Remise du Prix de la littérature 2019 à l’IMA.
Le Prix de la littérature arabe a été décerné jeudi à l’écrivain égyptien Mohammad Abdelnabi pour son livre La chambre de l’araignée (Actes Sud/Sindbad).
Le prix, doté de 10 000 euros grâce à la Fondation Jean-Luc Lagardère, a été créé en 2013 par l’Institut du monde arabe (IMA) présidé par Jack Lang.
En attribuant son prix, le jury, présidé par Pierre Leroy, cogérant de Lagardère SCA et composé de personnalités du monde des médias, des arts et de la culture, ainsi que de spécialistes du monde arabe, a salué « un écrivain audacieux au style affirmé et percutant qui fait plonger le lecteur au cœur des tabous de la société égyptienne et arabe ». La chambre de l’araignée est un « roman qui se veut une ode à la tolérance et à l’humanisme». Le prix de la littérature arabe est « une caisse de résonance pour les écrivains qui témoignent de l’extraordinaire vitalité de la littérature contemporaine arabe », a rappelé Jack Lang.

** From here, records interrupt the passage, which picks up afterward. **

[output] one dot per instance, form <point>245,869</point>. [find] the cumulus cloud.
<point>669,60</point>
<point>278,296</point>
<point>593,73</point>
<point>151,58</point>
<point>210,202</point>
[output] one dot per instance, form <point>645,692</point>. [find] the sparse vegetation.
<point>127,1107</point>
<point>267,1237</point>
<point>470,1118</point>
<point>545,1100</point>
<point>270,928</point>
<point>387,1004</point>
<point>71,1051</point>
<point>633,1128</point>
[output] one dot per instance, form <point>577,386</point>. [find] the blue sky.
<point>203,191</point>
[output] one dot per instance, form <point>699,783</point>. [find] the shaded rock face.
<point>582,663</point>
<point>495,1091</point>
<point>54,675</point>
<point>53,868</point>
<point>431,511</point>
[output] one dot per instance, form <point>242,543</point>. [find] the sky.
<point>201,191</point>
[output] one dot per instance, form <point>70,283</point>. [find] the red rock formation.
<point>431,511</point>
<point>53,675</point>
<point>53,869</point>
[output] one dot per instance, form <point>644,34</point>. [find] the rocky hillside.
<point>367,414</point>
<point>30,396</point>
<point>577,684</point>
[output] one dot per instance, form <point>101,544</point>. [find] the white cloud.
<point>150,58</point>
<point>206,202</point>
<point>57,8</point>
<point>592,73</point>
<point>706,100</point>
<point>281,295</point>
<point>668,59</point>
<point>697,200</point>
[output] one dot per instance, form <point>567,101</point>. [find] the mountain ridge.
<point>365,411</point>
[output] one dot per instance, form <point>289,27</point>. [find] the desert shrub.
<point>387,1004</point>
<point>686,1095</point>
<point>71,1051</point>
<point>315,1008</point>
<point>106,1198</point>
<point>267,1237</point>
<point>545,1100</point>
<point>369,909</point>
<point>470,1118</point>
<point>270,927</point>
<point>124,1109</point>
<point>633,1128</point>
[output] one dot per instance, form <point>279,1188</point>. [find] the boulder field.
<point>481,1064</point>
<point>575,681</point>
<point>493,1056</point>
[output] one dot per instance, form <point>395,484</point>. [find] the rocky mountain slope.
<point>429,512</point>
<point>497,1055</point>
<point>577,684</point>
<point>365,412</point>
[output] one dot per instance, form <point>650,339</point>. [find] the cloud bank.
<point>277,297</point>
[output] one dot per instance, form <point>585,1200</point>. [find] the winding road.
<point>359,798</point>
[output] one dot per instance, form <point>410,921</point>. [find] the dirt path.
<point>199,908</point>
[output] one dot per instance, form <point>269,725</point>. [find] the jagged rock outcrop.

Sorti en français en avril dernier, La chambre de l’araignée, traduit de l’arabe par Gilles Gauthier, est le second roman de Mohammad Abdelnabi, âgé de 42 ans.
Le roman raconte la tragique histoire de Hani Mahfouz, jeune homosexuel égyptien arrêté et emprisonné plusieurs mois en raison de son orientation sexuelle. Victime d’incessantes humiliations, il sort de prison brisé physiquement et moralement, incapable désormais de parler.
Reclus dans une petite chambre d’hôtel, où seule une araignée comble sa solitude, il entreprend de consigner son histoire depuis son enfance, la croisant avec celles de ses compagnons d’infortune durant son arrestation, tous victimes de l’incompréhension de leurs proches et d’un rejet social quasi unanime.
L’an dernier, le Prix de la littérature arabe avait récompensé l’Égyptien Omar Robert Hamilton pour La ville gagne toujours (Gallimard).